In embedded programming, using const to define fixed parameters (such as IO pin numbers and delay times) improves subsequent maintainability. Since the value returned by millis() increases continuously as the program runs, using the unsigned long type to record milliseconds prevents errors caused by numeric overflow. IO pin numbers typically range from 0 to 255, so the uint8_t type is sufficient for this purpose.
There is a variable named last_cmd_time in the code (used to record the timestamp of the last command), and it is mandatory to prepend the static modifier to it. The loop() function runs in an infinite loop: without static, this variable would be reinitialized (and its value reset) in every loop iteration. This would make it impossible to retain the timestamp of the last command, and thus the “10 seconds of inactivity” logic could not be implemented.

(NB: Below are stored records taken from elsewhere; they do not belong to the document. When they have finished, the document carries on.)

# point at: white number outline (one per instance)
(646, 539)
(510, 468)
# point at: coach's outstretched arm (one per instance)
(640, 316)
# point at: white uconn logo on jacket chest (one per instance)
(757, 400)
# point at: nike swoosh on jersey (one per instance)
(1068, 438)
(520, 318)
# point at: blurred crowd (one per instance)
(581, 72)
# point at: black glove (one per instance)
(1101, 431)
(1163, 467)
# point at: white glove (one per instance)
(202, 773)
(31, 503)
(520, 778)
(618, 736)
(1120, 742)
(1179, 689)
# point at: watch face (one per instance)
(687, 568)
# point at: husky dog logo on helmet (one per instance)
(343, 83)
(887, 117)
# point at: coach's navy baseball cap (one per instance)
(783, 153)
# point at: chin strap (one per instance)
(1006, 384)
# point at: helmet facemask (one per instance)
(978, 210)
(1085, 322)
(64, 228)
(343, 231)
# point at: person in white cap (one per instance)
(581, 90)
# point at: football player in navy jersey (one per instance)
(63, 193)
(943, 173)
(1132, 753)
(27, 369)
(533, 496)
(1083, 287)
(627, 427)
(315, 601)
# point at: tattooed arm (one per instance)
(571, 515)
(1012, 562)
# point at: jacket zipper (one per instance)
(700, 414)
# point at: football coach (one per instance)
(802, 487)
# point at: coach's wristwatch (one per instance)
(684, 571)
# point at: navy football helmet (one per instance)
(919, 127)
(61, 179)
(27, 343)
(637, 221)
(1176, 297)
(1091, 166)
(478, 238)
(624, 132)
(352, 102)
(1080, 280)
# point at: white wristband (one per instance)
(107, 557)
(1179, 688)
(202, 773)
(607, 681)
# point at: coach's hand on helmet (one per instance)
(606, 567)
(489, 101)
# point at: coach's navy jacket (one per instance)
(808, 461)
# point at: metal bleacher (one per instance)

The millis() function—used in the 10-second inactivity check—returns the number of milliseconds since the program started, acting like the system’s built-in clock. Critically, it is non-blocking. Unlike delay(), which freezes the program for 10 seconds (during which no voice commands can be processed), millis() allows the program to loop normally: it can detect commands like “Turn on the light” or “Turn off the light” in real time while simultaneously checking if the 10-second inactivity condition has been met.
FAQ
what is speech recognition?
From voice recognition on mobile phones to voice recognition modules used in industrial settings, they essentially rely on Automatic Speech Recognition (ASR) technology. It converts human speech into processable information, which lies at the core of the speech recognition definition. Put simply, speech recognition is about enabling machines to understand human speech.
What are the two types of speech recognition?

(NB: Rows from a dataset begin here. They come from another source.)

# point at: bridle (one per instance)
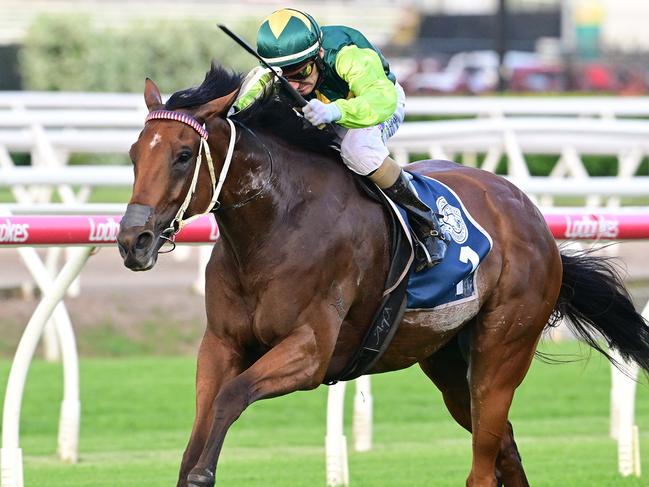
(179, 221)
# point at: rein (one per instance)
(179, 221)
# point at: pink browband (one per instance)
(179, 117)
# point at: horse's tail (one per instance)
(594, 299)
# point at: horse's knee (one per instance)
(481, 481)
(200, 477)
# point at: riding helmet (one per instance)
(288, 37)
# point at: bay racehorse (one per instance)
(298, 273)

It has two types: online speech recognition and offline speech recognition. The online version relies on the internet to call speech recognition APIs and offers higher accuracy. The offline version, such as the LU-ASR01 used in embedded devices, can work without an internet connection, making it suitable for offline scenarios.

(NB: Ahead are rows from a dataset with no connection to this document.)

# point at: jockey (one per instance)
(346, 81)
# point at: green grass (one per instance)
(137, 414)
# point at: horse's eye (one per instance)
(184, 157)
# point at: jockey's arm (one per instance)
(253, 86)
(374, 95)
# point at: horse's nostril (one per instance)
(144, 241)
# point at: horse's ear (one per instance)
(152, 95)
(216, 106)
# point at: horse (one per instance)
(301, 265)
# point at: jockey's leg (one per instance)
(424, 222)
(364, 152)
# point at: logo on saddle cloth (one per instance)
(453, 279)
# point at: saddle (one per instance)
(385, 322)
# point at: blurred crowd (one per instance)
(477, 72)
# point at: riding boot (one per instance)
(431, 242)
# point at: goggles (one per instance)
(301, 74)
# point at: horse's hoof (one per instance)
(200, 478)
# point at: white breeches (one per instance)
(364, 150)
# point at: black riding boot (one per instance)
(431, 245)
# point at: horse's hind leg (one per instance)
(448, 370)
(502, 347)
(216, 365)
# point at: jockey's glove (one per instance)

What is an example of speech recognition?
Voice recognition is everywhere in daily life. Dragon Speech Recognition software helps users transcribe documents; Android’s voice recognition allows mobile phones to understand commands; there are speech-to-text features in social apps (a type of voice recognition application); and DIY projects controlled by the LU-ASR01 voice recognition module.
What are common speech recognition problems?
Strong accents can cause machines to misclassify speech, and ambient noise can interfere with the recognition process. Improperly configured speech recognition thresholds can easily lead to false triggers; open-source speech recognition may see compromised accuracy in complex contexts; and even hardware modules like the LD3320 can encounter misjudgments caused by repeated commands.
What is the best speech recognition?
There is no absolutely best speech recognition solution—the key lies in your specific needs. AI-powered speech recognition is suitable for scenarios requiring high accuracy; for offline projects, modules like the LU-ASR01 are more practical; open-source speech recognition is ideal for secondary development; and for mobile devices, Android’s voice recognition is more than sufficient.
I want the full information of programming in english language i want english command in the asrpro please help me to program
This programming is made by Chinese, you can search “Tianwen block” on google,and translate language to English, finally following my tutorial step by step to achieve it.